There are many reasons for the soaring price of oil. Despite attempts to stave off financial meltdown, banks are failing and the US economy is diving into recession. The value of the dollar is falling against other currencies, so speculators are looking for safer options, like gold, food and oil. The more they exchange dollars for commodities, the faster the dollar falls. The pound sterling is falling for similar reasons. The lower the dollar, the higher the price of oil. It’s a vicious spiral.

In a period of inflation, many price rises aren’t due to an increase in their value – which is measured by the real cost of production – but by the falling value of the money in which the price is expressed. But for oil the situation is different. The oil companies are finding it more and more difficult to extract. The cost of production is increasing. So the value is increasing as well. And that contributes to the sharply increasing price.

As the oil price feeds through into other products, the effect is to dampen consumer demand even further. Think about it. US consumers already began to run out of credit in 2005. That triggered the mortgage crisis and a lot more. Thousands of stores are now closing, taking their suppliers and hundreds of thousands of jobs with them. The closure by JJB of 72 sports shops with the loss of 800 jobs is a sign that the crisis is now hitting the UK. Meanwhile, investment bank, JP Morgan is predicting that the credit crunch could cost up to 40,000 jobs in London’s financial services sector during 2008 and 2009, further cutting purchasing power.

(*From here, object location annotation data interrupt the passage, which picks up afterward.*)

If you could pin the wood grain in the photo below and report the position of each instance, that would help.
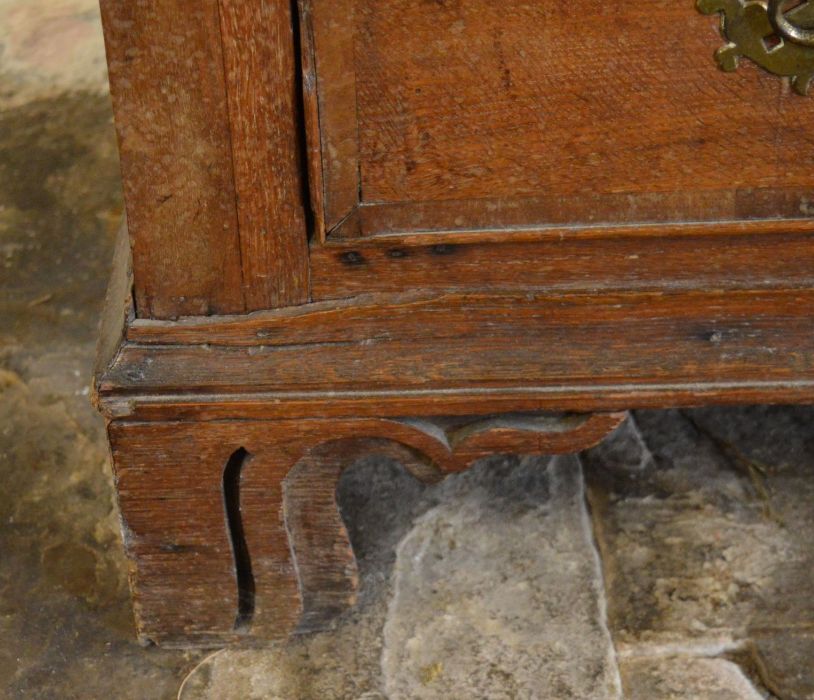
(692, 257)
(585, 345)
(261, 69)
(170, 488)
(169, 95)
(543, 114)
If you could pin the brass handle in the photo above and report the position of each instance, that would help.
(778, 40)
(785, 27)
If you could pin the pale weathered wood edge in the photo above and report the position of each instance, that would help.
(117, 311)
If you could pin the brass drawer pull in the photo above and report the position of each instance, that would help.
(778, 40)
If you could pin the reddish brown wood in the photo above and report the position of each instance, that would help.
(502, 114)
(169, 94)
(258, 46)
(584, 344)
(170, 479)
(532, 207)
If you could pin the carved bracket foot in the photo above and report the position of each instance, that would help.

All this is against the background of “peak oil”, as production peaks and begins to fall. Earlier this week Leonid Fedun, vice-president of Lukoil, said that last year’s Russian oil production of about 10m barrels a day was the highest he would see “in his lifetime”. Russia is the world’s second biggest oil producer. Fedun compared Russia with the North Sea and Mexico, where oil production is declining dramatically. Because the entire capitalist economy depends on oil, and there is no substitute, in an editorial entitled “Preparing for the age of peak oil”, the Financial Times is pushing to offset the decline in output urging Russia to “press on with privatisation of state-controlled assets”.

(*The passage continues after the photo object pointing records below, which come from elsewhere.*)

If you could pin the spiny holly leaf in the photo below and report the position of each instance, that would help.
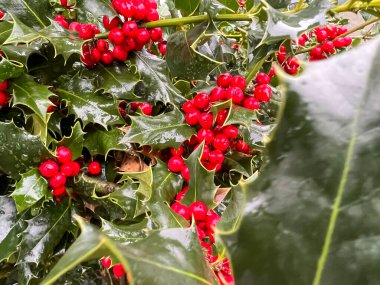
(201, 184)
(156, 79)
(33, 13)
(182, 57)
(102, 141)
(117, 80)
(44, 232)
(150, 261)
(162, 131)
(30, 189)
(83, 101)
(75, 141)
(282, 26)
(23, 153)
(10, 228)
(10, 69)
(29, 93)
(313, 207)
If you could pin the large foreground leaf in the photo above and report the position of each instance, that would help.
(171, 256)
(312, 217)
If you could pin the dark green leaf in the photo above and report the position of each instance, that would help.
(19, 150)
(312, 215)
(162, 131)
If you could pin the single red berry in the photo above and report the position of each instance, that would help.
(206, 120)
(57, 181)
(64, 154)
(221, 116)
(106, 262)
(205, 135)
(216, 157)
(175, 164)
(239, 82)
(262, 78)
(201, 101)
(217, 94)
(231, 132)
(221, 142)
(192, 117)
(198, 210)
(251, 103)
(185, 172)
(224, 80)
(118, 270)
(263, 93)
(94, 168)
(49, 169)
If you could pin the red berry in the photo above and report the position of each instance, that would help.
(130, 29)
(175, 164)
(231, 132)
(262, 78)
(185, 172)
(106, 262)
(224, 80)
(221, 116)
(251, 103)
(57, 181)
(192, 117)
(64, 154)
(198, 210)
(118, 270)
(156, 34)
(239, 82)
(201, 101)
(217, 94)
(263, 93)
(48, 169)
(94, 168)
(221, 142)
(205, 135)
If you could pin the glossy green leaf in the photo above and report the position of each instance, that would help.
(44, 232)
(201, 185)
(10, 228)
(83, 101)
(156, 79)
(102, 142)
(172, 256)
(23, 153)
(30, 189)
(162, 131)
(282, 26)
(27, 92)
(183, 58)
(313, 209)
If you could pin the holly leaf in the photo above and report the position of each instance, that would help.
(75, 141)
(83, 102)
(162, 131)
(10, 228)
(201, 184)
(23, 153)
(282, 26)
(313, 207)
(28, 93)
(30, 189)
(102, 141)
(156, 79)
(182, 57)
(147, 261)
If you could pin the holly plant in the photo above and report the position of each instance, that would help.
(189, 142)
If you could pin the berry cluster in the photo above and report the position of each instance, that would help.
(57, 173)
(205, 221)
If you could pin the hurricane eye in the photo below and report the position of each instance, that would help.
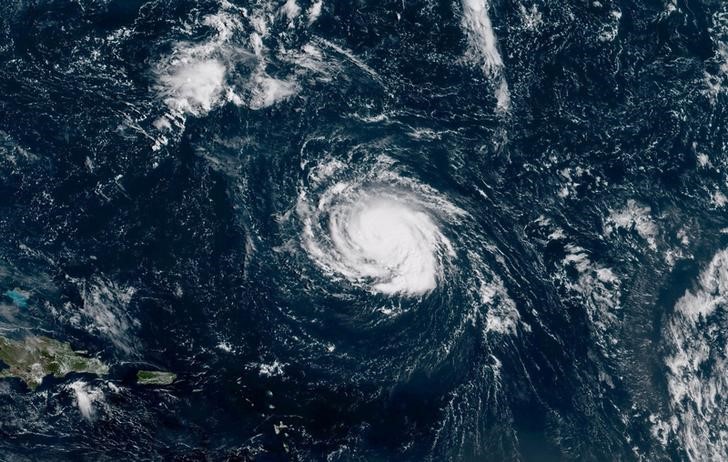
(387, 237)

Movements like the Transition Initiative are on a different track. It is a fine, rapidly-growing movement focusing on unleashing the creative genius of communities to discover ways to reduce energy use to overcome falling oil production and climate change. So far, however, it has sidestepped the corporate ownership of oil and the capitalist, for-profit pressure to maximise its extraction and use. Reducing the reliance on fossil fuels depends on them ceasing to be exploited for profit. And that means bringing the era of capitalist corporations to an end through a process of democratising their ownership and control.